There is a song that I love from my formative days, a song by the oft-underrated Waterboys called “Church Not Made With Hands,” a song about the spiritual splendor and overwhelming majesty of the natural world. “Holy,” which sees Jacre joined by Lucie Glang, muses on a similar idea: perhaps what we call holy —what brings us closer to the source of all things and therefore closer to ourselves —is, and always has been, all around us. Why build temples and cathedrals when something even more awe-inspiring is already just beyond our front door?
And if the song is profound in its message, it is also beautiful in its music, drifting in on a flutter of fingerpicked guitar and hushed vocals —a gentle balm for a world frayed at the edges. It doesn’t shout for attention—it breathes, beckons, and merely exists, offering listeners a moment of calm in an age addicted to chaos. It is a song that sounds more as if it is woven from atmosphere and ambiance rather than the usual musical building blocks, a soundtrack to and an extension of the natural world it describes.

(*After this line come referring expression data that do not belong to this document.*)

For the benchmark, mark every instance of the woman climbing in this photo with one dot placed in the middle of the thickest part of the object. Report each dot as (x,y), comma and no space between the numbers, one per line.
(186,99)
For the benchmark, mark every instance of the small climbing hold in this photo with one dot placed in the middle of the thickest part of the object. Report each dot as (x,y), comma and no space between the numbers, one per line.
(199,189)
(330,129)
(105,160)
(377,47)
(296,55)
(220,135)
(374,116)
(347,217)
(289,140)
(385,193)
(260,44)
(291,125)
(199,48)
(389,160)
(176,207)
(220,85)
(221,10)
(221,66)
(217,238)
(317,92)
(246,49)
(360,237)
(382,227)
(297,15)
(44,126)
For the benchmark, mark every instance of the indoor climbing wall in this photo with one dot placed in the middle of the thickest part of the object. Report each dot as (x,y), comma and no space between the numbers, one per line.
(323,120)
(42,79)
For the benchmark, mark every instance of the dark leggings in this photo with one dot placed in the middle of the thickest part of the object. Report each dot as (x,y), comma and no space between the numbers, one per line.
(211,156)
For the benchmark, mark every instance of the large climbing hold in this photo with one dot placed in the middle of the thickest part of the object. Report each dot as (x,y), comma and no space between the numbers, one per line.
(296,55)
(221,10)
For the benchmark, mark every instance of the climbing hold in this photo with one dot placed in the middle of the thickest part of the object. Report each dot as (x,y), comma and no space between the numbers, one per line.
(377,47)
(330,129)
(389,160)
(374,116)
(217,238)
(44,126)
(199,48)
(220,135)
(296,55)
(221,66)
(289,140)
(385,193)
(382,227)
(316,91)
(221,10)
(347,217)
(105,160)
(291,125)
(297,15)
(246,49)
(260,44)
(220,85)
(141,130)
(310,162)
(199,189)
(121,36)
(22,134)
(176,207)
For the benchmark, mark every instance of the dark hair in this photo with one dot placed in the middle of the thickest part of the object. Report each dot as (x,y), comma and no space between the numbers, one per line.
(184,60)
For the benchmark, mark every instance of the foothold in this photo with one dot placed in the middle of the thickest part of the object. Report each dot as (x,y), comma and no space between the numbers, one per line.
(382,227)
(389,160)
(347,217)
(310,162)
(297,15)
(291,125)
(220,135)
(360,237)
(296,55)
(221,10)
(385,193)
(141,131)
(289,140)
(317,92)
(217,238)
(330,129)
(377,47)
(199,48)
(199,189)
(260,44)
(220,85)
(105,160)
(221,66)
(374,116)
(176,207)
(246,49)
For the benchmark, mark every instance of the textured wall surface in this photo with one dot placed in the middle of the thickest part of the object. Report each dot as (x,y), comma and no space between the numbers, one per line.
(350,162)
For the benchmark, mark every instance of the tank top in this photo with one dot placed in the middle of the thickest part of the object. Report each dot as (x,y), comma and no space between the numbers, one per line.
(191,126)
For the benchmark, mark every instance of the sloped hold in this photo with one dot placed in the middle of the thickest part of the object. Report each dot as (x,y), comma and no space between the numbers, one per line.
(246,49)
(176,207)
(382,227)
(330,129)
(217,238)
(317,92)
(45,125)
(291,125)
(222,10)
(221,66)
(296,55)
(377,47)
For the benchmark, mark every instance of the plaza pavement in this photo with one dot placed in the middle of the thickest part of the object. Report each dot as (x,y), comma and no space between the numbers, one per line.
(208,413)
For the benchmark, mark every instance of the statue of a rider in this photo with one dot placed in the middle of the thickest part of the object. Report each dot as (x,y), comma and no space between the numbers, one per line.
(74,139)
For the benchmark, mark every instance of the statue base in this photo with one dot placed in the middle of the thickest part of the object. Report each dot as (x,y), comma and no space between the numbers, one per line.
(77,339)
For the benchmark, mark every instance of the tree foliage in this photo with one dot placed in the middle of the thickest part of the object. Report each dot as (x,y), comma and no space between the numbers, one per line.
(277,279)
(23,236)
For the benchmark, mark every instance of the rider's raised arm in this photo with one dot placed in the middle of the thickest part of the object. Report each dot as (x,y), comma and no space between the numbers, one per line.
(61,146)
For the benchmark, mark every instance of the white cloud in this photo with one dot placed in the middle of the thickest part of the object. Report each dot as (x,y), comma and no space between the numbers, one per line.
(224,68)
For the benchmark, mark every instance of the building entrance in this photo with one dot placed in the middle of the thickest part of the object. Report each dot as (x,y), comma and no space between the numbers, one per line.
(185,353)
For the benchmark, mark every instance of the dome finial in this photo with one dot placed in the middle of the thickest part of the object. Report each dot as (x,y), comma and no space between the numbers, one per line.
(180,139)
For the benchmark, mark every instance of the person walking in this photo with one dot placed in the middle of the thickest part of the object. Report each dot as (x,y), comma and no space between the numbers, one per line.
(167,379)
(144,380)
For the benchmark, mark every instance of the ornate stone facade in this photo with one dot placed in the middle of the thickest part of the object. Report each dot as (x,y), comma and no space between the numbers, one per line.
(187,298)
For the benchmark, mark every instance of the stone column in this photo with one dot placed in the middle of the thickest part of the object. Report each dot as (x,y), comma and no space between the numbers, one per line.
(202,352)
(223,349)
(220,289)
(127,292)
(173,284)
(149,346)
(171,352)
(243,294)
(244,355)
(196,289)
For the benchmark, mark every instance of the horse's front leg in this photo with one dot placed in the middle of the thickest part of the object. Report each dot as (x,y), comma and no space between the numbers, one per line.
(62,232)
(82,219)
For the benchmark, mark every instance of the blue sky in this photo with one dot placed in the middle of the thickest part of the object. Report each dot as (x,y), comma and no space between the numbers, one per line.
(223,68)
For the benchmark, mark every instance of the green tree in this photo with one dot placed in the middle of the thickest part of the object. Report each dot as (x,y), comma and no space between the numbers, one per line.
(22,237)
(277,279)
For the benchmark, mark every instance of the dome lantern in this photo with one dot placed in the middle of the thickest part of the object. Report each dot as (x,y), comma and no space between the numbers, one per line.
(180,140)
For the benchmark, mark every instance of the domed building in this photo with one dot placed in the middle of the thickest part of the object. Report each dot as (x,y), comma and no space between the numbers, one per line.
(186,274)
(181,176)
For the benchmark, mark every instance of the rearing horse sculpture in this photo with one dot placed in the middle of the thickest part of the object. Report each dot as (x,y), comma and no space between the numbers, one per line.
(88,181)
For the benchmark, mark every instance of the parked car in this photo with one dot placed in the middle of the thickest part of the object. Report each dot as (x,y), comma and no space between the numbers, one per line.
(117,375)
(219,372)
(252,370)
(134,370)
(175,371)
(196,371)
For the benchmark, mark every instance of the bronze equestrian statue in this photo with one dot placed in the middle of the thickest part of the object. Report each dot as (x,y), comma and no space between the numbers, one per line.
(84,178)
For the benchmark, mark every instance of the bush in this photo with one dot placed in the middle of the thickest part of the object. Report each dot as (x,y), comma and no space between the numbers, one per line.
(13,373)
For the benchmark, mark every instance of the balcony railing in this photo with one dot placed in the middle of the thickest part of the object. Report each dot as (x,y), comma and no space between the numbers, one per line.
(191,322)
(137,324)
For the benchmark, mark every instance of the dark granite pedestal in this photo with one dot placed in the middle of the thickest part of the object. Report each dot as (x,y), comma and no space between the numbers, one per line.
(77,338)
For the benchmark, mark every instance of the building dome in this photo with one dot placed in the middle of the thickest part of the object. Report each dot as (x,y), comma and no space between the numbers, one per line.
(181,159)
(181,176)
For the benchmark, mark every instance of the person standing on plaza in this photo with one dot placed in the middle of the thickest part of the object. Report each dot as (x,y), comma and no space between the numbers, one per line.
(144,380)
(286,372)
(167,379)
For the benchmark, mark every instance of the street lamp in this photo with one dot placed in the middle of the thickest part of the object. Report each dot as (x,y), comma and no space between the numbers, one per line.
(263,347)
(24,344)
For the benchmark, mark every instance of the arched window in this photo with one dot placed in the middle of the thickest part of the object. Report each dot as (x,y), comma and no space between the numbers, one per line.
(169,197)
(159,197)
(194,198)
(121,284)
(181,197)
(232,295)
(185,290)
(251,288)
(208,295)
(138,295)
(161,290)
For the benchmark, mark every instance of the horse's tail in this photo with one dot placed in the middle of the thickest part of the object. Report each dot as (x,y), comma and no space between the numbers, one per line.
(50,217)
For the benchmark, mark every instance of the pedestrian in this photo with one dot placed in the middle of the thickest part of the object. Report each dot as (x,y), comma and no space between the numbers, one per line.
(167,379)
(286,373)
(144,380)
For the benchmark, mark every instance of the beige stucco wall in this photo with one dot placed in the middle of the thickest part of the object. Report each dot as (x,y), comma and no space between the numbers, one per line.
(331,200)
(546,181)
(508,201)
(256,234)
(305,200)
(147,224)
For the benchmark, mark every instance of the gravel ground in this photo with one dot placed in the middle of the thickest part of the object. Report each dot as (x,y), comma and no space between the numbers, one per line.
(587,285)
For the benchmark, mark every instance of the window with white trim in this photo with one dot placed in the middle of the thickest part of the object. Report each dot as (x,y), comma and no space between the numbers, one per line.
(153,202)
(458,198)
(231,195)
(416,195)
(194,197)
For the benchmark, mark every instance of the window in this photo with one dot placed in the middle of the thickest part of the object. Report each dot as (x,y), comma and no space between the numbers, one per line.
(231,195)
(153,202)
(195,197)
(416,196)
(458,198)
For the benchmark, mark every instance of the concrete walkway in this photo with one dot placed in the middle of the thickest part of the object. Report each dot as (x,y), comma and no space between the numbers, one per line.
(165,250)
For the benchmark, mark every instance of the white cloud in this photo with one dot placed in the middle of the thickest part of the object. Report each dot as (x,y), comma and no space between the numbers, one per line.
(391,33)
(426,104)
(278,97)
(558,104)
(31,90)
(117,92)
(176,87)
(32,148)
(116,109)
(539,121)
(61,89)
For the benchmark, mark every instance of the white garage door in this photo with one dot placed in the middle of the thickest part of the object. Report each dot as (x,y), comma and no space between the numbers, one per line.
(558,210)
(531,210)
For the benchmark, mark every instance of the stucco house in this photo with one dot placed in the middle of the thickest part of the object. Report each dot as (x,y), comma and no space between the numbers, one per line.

Rather than preaching from pulpits or digital platforms, “Holy” finds its sacred ground in the quiet spaces between people, in the rustle of leaves, the setting sun, in shared glances and long silences. It’s less a song and more a whispered invitation—to unplug, to slow down, to remember what it feels like just to be.
Romantic without cliché, spiritual without sermon, it reminds us that in a world screaming for our attention, stillness itself can be an act of rebellion—and love, the purest form of protest.